I had been previously diagnosed with ADD. so I was on generic Adderall. Needless to say, the medication most likely only aggravated some of my symptoms. I ended up with tachycardia (fast heart beat) and palpitations due to the stress and anxiety, and was put on a beta blocker. I couldn’t remember things, I was extremely forgetful to the point where I overflowed the bathtub for 20 minutes while I was in the next room. (I was a mess!) I finally broke down and went to the doctor and was like “something is extremely wrong.” I wrote a summary of all of the things I felt were off that I had done/gone through in my life in a document and gave it to him. He read everything and suggested that he thought I might be bipolar. Now you might find this weird, but I was so relieved to finally get an answer/explanation to everything that had been going on. It is awful to feel like you cannot function properly, but have others telling you there is no reason why you can’t. It is very difficult for people who have not experienced mental illness personally to really grasp the concept of the symptoms and their repercussions. With knowledge comes understanding, and this is my goal in life. To learn more about myself, my symptoms, my illness, and the path to a better life. I don’t care if I am not specifically bipolar or not. I know I have anxiety, depression, and manic issues.
Never be afraid to admit you are weak and suffering. Say something. If one person dismisses you find another who will listen with an open mind.

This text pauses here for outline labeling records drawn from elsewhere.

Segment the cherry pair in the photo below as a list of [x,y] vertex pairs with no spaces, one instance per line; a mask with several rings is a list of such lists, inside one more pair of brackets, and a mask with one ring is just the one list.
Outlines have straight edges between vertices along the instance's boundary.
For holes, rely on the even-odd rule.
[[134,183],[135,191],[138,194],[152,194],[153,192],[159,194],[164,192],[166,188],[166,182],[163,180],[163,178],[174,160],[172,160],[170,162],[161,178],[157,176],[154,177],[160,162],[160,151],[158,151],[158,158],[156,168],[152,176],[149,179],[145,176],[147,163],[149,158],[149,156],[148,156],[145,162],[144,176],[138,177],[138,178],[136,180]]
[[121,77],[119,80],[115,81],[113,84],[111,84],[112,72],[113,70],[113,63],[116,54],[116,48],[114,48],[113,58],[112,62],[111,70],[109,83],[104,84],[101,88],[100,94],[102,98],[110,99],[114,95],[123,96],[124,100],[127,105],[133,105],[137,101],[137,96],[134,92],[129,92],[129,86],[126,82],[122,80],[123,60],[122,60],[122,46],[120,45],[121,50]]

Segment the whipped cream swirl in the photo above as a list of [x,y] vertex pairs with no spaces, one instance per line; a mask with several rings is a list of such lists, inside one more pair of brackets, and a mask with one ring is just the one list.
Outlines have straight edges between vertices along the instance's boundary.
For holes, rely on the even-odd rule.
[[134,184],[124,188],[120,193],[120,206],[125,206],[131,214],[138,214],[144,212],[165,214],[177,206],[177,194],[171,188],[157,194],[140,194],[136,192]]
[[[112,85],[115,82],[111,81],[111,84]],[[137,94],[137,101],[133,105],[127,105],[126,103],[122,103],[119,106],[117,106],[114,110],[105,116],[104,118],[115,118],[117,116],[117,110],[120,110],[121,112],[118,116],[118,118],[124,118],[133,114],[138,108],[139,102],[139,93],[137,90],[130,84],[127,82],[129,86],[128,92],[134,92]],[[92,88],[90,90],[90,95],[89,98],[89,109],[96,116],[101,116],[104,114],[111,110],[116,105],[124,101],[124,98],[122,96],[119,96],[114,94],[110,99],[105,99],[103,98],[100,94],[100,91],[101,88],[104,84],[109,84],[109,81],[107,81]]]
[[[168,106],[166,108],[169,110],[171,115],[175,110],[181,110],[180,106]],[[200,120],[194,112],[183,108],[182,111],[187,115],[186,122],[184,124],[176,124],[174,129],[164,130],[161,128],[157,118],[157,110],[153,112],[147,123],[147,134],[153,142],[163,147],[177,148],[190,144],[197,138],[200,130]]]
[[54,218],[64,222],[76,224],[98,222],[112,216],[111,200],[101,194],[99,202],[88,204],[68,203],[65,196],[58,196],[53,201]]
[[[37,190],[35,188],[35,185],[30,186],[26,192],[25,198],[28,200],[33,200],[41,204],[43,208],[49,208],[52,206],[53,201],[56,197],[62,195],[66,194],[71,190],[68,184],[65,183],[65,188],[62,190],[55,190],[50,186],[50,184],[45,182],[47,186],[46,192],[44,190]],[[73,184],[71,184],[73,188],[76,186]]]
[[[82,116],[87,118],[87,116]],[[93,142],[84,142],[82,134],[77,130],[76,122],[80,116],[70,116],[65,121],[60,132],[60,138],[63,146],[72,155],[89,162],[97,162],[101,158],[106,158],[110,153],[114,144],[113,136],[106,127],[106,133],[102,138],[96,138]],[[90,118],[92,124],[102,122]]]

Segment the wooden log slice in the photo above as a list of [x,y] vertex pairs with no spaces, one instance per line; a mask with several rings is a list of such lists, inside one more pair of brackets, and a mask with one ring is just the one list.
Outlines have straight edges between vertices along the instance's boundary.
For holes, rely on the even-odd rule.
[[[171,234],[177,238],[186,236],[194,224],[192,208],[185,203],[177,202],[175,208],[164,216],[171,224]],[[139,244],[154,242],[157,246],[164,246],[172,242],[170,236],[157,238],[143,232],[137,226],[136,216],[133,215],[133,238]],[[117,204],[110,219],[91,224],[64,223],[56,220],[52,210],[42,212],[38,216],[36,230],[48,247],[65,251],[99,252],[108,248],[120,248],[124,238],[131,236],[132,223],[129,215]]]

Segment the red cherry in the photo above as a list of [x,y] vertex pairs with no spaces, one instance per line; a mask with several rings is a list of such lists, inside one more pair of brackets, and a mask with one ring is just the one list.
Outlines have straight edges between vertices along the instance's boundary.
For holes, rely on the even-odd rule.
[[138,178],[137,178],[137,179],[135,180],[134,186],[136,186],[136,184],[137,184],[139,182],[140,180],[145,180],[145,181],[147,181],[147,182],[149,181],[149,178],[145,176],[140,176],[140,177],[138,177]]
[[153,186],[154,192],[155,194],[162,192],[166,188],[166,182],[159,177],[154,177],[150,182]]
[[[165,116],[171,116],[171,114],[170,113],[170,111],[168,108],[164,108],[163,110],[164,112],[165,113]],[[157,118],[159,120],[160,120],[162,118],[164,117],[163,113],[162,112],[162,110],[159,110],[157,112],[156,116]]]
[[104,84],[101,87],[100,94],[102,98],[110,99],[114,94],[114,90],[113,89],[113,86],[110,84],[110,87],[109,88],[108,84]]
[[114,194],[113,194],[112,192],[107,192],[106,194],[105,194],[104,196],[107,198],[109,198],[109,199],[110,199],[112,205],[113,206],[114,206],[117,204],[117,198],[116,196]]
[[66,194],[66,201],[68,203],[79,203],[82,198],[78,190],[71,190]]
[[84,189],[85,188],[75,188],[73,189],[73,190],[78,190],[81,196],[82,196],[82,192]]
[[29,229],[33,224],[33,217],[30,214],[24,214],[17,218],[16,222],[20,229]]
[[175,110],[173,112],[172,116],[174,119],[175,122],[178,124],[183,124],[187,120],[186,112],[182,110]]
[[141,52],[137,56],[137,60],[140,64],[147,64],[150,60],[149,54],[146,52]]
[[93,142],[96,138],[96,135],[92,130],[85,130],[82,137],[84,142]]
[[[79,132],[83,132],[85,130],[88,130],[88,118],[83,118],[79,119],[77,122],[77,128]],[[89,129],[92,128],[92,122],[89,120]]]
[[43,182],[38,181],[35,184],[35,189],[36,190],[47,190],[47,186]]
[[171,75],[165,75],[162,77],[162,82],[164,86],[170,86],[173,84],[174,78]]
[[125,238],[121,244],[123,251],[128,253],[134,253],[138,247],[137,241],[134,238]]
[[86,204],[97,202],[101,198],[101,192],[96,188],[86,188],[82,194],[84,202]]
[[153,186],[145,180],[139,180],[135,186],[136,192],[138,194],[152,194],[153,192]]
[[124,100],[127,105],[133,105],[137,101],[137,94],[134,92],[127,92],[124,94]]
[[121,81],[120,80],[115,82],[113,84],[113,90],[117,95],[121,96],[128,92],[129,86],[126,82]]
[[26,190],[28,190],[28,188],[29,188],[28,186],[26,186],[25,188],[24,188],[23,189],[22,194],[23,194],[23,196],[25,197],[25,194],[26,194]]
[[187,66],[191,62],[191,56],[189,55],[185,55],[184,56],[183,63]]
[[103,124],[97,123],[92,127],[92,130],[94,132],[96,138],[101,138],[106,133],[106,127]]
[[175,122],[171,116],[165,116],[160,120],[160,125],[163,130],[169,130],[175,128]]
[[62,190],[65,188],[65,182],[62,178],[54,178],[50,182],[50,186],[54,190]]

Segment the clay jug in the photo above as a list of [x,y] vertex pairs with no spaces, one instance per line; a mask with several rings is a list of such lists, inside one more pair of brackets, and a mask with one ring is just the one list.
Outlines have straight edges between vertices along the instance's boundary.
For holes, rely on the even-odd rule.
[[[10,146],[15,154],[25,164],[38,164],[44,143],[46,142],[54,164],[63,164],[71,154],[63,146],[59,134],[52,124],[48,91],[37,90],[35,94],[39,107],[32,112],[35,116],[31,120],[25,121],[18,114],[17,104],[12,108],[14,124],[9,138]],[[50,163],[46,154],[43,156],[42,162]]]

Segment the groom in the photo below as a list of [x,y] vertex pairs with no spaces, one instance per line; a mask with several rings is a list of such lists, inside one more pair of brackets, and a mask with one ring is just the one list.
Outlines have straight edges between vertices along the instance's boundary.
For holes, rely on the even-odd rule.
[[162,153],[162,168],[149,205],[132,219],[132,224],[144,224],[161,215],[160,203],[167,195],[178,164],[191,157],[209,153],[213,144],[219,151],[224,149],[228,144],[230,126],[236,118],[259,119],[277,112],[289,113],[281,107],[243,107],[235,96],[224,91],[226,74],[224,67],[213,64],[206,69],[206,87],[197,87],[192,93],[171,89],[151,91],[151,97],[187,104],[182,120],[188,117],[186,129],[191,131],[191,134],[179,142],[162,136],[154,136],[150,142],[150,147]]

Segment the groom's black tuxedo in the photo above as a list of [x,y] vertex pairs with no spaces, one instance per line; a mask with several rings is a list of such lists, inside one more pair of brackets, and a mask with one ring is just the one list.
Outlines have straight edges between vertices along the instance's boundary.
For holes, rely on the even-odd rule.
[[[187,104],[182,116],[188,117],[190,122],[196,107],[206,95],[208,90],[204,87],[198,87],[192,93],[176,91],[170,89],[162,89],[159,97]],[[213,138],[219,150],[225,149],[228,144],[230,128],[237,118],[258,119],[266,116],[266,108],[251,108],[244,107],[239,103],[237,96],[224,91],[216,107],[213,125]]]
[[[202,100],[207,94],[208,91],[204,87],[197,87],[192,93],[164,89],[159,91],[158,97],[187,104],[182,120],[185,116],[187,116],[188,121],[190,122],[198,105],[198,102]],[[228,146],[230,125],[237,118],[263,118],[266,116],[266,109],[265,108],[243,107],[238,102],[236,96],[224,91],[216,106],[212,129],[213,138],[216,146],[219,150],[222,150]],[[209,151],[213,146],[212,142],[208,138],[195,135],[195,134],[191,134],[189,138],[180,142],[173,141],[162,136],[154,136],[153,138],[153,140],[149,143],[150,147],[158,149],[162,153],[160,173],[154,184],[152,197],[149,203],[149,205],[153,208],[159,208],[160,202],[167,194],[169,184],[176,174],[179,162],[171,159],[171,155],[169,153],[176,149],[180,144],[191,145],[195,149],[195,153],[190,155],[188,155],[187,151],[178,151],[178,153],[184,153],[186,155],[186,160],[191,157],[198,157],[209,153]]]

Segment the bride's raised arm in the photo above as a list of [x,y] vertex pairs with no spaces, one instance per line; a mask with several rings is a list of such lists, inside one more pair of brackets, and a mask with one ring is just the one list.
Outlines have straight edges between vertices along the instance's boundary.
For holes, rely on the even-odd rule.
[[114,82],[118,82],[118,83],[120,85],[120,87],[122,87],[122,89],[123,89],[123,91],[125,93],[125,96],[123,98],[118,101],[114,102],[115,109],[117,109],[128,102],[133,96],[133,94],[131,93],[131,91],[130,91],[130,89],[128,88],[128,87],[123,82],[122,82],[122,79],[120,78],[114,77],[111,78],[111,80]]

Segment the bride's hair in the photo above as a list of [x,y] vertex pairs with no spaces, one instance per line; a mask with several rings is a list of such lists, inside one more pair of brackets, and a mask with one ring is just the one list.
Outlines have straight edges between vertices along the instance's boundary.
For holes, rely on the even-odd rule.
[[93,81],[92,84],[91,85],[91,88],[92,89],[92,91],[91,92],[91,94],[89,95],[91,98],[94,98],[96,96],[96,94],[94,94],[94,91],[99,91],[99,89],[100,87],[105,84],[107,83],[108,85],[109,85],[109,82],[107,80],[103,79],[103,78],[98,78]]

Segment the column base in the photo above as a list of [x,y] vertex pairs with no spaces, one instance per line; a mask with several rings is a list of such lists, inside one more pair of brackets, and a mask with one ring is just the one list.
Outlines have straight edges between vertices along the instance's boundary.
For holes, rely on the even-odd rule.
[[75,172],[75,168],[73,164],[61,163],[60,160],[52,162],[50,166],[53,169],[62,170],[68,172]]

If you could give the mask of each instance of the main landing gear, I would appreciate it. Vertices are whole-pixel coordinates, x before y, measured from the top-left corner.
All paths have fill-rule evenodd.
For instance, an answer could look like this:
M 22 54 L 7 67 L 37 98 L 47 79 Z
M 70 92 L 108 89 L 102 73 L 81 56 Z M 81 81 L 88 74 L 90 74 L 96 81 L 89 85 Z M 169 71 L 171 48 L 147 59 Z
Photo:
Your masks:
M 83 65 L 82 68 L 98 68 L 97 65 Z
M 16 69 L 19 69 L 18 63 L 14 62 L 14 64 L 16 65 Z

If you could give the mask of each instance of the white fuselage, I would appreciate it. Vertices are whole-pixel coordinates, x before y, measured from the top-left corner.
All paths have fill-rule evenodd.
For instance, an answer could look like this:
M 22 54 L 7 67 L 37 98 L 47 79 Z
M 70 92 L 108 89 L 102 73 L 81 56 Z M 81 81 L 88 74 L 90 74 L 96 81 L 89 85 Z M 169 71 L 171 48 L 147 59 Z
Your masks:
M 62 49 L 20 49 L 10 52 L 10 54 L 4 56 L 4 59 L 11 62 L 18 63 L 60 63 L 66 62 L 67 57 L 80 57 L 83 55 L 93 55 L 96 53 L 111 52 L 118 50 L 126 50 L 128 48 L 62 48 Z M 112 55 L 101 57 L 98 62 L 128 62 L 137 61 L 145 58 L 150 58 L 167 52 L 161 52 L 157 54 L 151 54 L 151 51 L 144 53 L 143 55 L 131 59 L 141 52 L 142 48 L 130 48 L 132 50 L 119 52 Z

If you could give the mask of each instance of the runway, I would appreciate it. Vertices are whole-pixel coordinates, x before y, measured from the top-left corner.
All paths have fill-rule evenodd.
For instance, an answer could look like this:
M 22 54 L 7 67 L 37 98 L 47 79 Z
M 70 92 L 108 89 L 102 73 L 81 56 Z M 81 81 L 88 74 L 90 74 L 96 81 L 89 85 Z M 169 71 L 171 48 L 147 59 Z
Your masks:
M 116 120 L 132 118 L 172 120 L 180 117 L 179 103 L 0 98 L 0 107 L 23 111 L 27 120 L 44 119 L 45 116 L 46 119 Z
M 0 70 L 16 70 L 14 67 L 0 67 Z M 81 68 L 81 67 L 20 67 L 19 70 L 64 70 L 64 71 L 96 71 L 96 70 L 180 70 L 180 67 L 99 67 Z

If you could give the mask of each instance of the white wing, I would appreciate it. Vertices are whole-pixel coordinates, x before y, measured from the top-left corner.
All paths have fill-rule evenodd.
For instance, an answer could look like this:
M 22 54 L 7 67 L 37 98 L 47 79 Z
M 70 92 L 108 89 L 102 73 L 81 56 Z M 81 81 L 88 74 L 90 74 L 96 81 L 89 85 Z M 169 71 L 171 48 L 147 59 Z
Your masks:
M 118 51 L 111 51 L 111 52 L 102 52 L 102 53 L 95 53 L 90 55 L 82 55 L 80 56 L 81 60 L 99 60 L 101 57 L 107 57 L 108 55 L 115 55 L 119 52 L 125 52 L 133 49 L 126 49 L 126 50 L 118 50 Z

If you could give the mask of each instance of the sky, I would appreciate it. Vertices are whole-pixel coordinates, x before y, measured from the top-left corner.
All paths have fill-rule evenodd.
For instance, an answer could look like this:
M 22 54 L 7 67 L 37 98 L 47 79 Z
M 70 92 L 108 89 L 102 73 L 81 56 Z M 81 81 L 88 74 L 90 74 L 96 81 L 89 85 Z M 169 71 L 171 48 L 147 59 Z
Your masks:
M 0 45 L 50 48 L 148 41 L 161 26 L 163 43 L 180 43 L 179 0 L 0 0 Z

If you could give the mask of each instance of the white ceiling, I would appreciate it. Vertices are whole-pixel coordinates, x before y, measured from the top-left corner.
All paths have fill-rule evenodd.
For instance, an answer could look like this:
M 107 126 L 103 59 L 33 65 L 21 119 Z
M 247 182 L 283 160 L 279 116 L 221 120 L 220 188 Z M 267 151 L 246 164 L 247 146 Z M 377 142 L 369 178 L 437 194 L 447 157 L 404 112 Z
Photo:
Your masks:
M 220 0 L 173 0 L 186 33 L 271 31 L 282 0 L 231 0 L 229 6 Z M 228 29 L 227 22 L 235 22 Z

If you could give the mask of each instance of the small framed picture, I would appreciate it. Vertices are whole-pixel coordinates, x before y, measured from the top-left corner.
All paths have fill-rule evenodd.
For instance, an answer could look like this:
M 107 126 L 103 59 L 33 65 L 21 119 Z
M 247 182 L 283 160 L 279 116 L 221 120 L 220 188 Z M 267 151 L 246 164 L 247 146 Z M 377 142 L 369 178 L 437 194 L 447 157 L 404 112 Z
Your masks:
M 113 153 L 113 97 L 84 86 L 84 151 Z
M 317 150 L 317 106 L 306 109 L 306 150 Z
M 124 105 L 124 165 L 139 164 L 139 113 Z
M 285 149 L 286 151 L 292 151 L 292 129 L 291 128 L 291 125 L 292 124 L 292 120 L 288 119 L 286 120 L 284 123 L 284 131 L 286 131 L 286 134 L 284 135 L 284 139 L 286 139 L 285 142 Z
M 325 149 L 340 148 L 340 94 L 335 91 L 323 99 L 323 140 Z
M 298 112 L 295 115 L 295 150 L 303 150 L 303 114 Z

You are not crazy, you just have mental obstacles to overcome. You are not weak, your strength just lies somewhere else.
Remember most people struggle silently. Try to be courteous and nice to everyone you meet. A smile or wave just might brighten someone’s day, or even save a life. I am here for you. I usually don’t let people know when I am down, or anxious, until it is too late. People with mental illnesses are not going to run around saying ‘I’m DEPRESSED!!” to everyone. Really? No… They are more likely going to try to hide it.